Australia’s prime minister Malcolm Turnbull has survived a leadership challenge, defeating a senior minister in an internal government ballot.
His challenger, Home Affairs Minister Peter Dutton, resigned from Cabinet after the vote but the amount of support he gained a day after downplaying the possibility of a challenge surprised many commentators.
Mr Turnbull called the vote at a meeting of conservative Liberal Party politicians as speculation mounted about his support within the government.
Government politician Nola Marino said Mr Turnbull won 48 votes to 35.
Before the ballot, Environment Minister Josh Frydenberg had warned government colleagues that they would lose popularity if they dumped Mr Turnbull.
Mr Frydenberg said voters were tired of governments repeatedly changing their prime ministers.
Ousting Mr Turnbull would be a sixth leadership change in less than 11 years. The centre-left opposition Labour Party elected one leader, Keven Rudd, twice during a chaotic six years in power.
“There is a high transaction cost from changing leaders. Labour’s seen that, we’ve seen that,” Mr Frydenberg told Australian Broadcasting Corp.
“I believe that Malcolm Turnbull is the right person to lead us to the next election.”
Mr Turnbull made a major concession to his opponents within his party on Monday by abandoning plans to legislate to limit greenhouse gas emissions.
The concession avoided the most conservative government politicians voting against the legislation in Parliament, openly undermining his authority.

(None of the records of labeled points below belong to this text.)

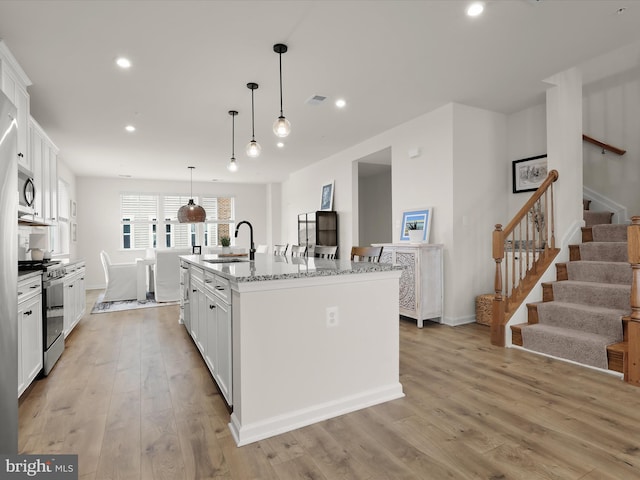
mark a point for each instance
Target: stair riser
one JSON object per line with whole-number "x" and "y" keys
{"x": 604, "y": 251}
{"x": 599, "y": 272}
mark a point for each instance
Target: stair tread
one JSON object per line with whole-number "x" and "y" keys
{"x": 587, "y": 308}
{"x": 619, "y": 347}
{"x": 575, "y": 334}
{"x": 592, "y": 284}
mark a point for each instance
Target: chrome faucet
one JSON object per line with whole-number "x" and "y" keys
{"x": 252, "y": 250}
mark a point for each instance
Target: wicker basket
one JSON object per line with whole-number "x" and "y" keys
{"x": 484, "y": 306}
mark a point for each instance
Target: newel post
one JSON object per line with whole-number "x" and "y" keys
{"x": 632, "y": 372}
{"x": 497, "y": 311}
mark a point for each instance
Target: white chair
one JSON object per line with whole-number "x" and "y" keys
{"x": 298, "y": 250}
{"x": 322, "y": 251}
{"x": 167, "y": 273}
{"x": 121, "y": 279}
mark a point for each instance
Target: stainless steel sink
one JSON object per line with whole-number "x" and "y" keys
{"x": 227, "y": 260}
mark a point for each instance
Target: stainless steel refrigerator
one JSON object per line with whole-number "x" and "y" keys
{"x": 8, "y": 278}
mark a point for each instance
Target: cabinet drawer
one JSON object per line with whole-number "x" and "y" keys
{"x": 197, "y": 273}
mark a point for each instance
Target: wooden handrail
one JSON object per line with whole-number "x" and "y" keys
{"x": 604, "y": 146}
{"x": 530, "y": 238}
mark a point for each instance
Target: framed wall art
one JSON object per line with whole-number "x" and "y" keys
{"x": 419, "y": 220}
{"x": 529, "y": 173}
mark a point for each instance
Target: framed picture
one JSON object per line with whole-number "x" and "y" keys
{"x": 421, "y": 219}
{"x": 327, "y": 196}
{"x": 529, "y": 173}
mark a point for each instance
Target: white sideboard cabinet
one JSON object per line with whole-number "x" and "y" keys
{"x": 421, "y": 283}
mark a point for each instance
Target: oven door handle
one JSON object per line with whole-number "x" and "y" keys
{"x": 52, "y": 282}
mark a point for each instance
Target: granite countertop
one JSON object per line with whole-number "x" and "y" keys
{"x": 271, "y": 267}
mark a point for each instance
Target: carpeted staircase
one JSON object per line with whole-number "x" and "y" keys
{"x": 581, "y": 313}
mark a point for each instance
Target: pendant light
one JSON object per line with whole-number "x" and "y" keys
{"x": 191, "y": 213}
{"x": 281, "y": 126}
{"x": 233, "y": 165}
{"x": 253, "y": 148}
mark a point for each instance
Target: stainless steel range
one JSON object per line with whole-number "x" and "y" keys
{"x": 52, "y": 308}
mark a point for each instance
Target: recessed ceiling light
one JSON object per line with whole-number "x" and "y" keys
{"x": 123, "y": 62}
{"x": 475, "y": 9}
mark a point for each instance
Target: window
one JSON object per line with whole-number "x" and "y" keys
{"x": 138, "y": 214}
{"x": 140, "y": 227}
{"x": 220, "y": 220}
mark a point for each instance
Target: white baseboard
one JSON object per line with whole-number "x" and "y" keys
{"x": 455, "y": 321}
{"x": 253, "y": 432}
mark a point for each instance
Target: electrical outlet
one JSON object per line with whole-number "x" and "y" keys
{"x": 332, "y": 316}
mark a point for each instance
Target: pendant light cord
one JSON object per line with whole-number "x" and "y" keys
{"x": 233, "y": 135}
{"x": 280, "y": 55}
{"x": 253, "y": 133}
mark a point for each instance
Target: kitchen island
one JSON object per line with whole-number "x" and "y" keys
{"x": 310, "y": 339}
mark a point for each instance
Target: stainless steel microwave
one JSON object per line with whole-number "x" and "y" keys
{"x": 26, "y": 193}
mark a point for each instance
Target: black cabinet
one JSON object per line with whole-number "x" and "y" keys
{"x": 318, "y": 228}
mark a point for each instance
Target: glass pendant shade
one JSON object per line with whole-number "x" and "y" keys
{"x": 253, "y": 149}
{"x": 281, "y": 127}
{"x": 191, "y": 213}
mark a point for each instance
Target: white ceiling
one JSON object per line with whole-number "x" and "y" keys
{"x": 391, "y": 60}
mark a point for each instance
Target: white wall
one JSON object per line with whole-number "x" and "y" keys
{"x": 448, "y": 138}
{"x": 526, "y": 137}
{"x": 480, "y": 190}
{"x": 611, "y": 114}
{"x": 99, "y": 228}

But former prime minister Tony Abbott, who was replaced by Mr Turnbull in a ballot of government politicians in 2015, was not convinced that Mr Turnbull had given up on reducing Australia’s greenhouse gas emissions by 26% below 2005 levels through legislation.
“What we want to know is: Where are this prime minister’s convictions?” Mr Abbott told the ABC outside Parliament House on Monday night.
“It was a conversion of convenience this morning,” Mr Abbott added.
Damian Drum, a politician in The Nationals’ party, a junior coalition partner, called on Mr Abbott to resign from Parliament instead of destabilising the government.
“He vowed that he wouldn’t be a wrecker,” Mr Drum told reporters of Mr Abbott.
“That’s exactly what he’s been — a wrecker, and he needs to get out of the joint.”
Mr Frydenbeg said Cabinet ministers on Monday night expressed their support for Mr Turnbull, including Mr Dutton, who was a staunch ally of Mr Abbott.
Deputy Liberal Party leader Julie Bishop retained her position unopposed at Tuesday’s ballot.
Australia has gone through an extraordinary period of political instability since prime minister John Howard lost power in 2007 after more than 11 years in office.
Mr Turnbull would next month become Australia’s longest serving prime minister since Mr Howard, having held the office for three years and four days.
The government has trailed Labour in most opinion polls since the last election in 2016. Australians are due to hold a general election early next year.